Sememmon turned in satisfaction, resolving that the attack on Shadowdale would begin and end with the destruction of Casildar—at least until the spellfire maid was out from under the eye of Elminster.
He never noticed another wizard eye floating just above the dark window.
That eye was gone, however, some six breaths later, when a great, round shadow drifted out of the Black Altar’s depths, its many eyestalks coiling and writhing like a nest of serpents. Then the slaughter really began.
Two priests rushed at each other along a narrow alley. Green flames flickered around the wrists of one, brightening with fearful speed. The other cursed softly and shot out a hand that became a black tentacle. The stabbing tendril was counte
red, inches from the other priest’s throat, by a tendril of his own.
“Is that you, Brother?” The priest with green fire hissed.
“Yes, Sintre,” the other murmured, withdrawing his tentacles. “A-hunting spellfire—as you are.”

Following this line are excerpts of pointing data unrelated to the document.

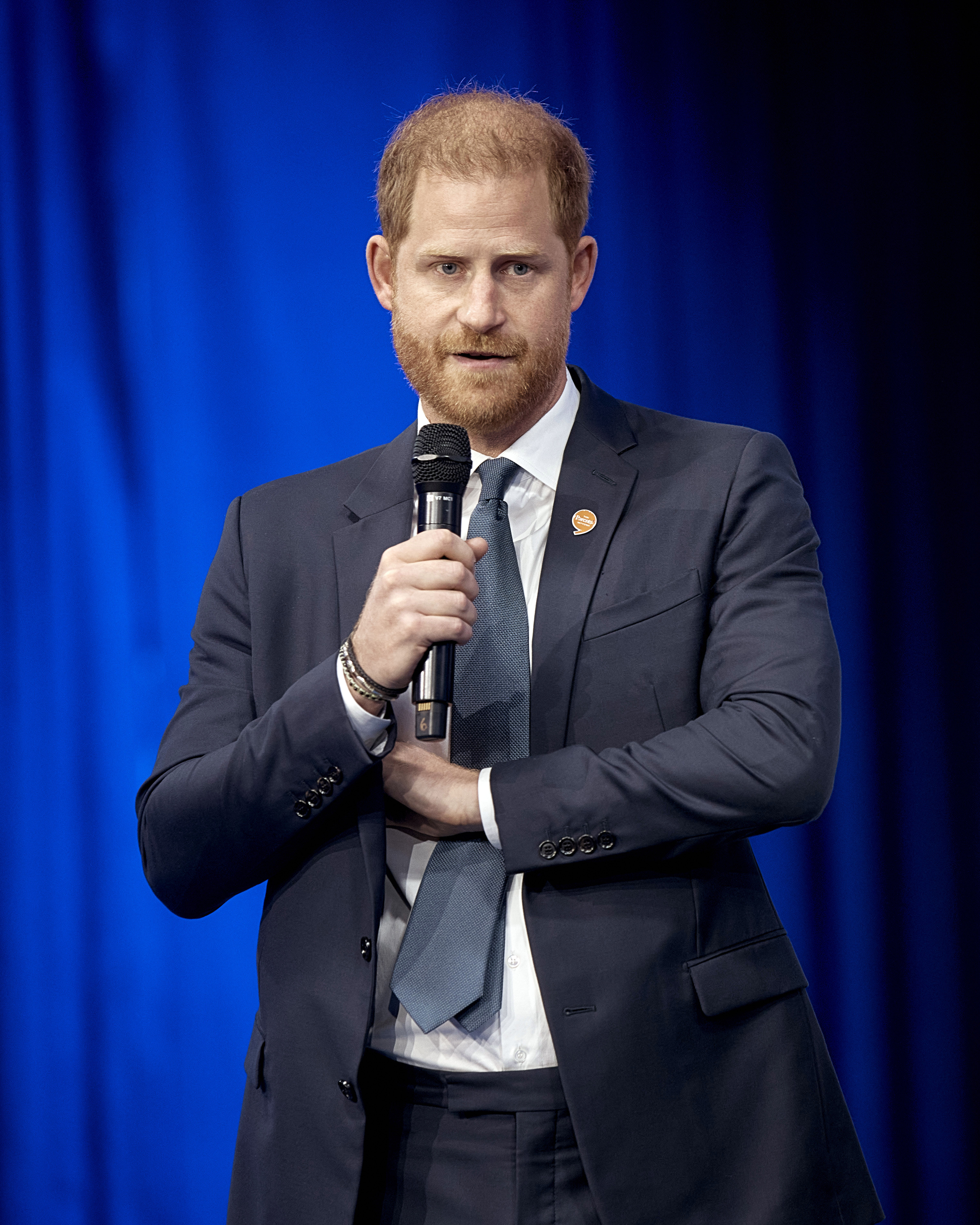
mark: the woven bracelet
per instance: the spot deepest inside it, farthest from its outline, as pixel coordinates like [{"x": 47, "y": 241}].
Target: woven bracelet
[{"x": 361, "y": 682}]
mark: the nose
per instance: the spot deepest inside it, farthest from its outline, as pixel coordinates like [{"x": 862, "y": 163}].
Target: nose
[{"x": 482, "y": 309}]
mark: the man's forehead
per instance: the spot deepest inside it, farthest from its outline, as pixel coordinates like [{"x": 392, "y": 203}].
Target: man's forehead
[{"x": 491, "y": 205}]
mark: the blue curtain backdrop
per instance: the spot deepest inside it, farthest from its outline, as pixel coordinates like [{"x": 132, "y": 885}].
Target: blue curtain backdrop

“We need it, Architrave—our spells couldn’t slay those two Blood-kin we met. We need something more!”
“Yes—a sword to slice Dhalgrave! I’ve no desire to end my days in torment, on my knees before the Shadowmaster High.”

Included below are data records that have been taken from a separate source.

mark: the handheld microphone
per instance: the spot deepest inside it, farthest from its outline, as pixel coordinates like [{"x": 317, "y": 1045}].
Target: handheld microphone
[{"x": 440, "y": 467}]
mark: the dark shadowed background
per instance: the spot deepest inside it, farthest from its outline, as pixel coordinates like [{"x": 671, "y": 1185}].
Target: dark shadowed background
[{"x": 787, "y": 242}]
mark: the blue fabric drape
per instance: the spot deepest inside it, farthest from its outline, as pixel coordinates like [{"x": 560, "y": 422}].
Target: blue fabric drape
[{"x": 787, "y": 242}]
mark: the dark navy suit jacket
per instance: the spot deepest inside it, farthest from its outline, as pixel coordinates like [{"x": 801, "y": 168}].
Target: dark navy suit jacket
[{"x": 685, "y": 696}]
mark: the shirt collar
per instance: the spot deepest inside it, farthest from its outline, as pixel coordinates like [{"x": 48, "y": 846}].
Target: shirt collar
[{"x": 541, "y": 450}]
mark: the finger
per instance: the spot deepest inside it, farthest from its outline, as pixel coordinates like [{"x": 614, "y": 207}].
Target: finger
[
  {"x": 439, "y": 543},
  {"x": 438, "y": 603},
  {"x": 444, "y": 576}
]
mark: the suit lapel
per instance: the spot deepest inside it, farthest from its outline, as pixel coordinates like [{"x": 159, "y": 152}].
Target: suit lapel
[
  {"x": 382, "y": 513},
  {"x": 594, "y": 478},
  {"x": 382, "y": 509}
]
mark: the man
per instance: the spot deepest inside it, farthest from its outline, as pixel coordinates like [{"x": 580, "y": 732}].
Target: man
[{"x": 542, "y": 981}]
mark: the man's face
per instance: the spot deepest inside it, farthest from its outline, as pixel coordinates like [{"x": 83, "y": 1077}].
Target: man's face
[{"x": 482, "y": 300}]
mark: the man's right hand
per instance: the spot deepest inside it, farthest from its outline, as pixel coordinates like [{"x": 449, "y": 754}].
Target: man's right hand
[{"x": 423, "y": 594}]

Sintre gasped. “Brother, take care! He rules the shadows not because he’s loved—his Doomstars can slay any of us!”
Architrave laughed, and a tentacle held forth something dead and dull under her nose. It seemed a gem with no sparkle. Dull and dark, it drank the light. “Recognize this?”
“No,” Sintre told him honestly.
Architrave whisked it back into hiding. and laughed again—a cold, cruel sound that reminded Sintre of the Great Dhalgrave. “Malaug the Founder made the Doomstars, and he came from Faerûn. I found one of his lairs.”
“No!” Sintre gasped, excitement leaping cold inside her.
“Yes,” her brother exulted. “And this gem was once a Doomstar, no doubt left behind by the Founder because it’s drained. What if spellfire could set it aflame once more? A Doomstar Dhalgrave doesn’t know about, used against him … and there’ll be a new Lord of the Shadows!”
He was still laughing as he turned and raced away down the alley, leaving Sintre to stare after him and shiver in foreboding.
The night was cold. Overhead, Selûne sliced the clouds. Shandril shut the windows against the chill and sat on the bed, facing Narm, her eyes dark and beautiful. “Well, my lord?”
Narm shrugged and spread his hands. “What do you want, my lady?”
“To be happy. With you. Free of fear. Free to walk as we will, neither cold nor hungry. To have friends. I care little about all the rest.”
“Simple enough,” Narm agreed wryly, and they both laughed. “Right, then, we go west, as they all say. But advice be damned, let us go by way of the Rising Moon and Thunder Gap, so you may see Gorstag once more. What say?”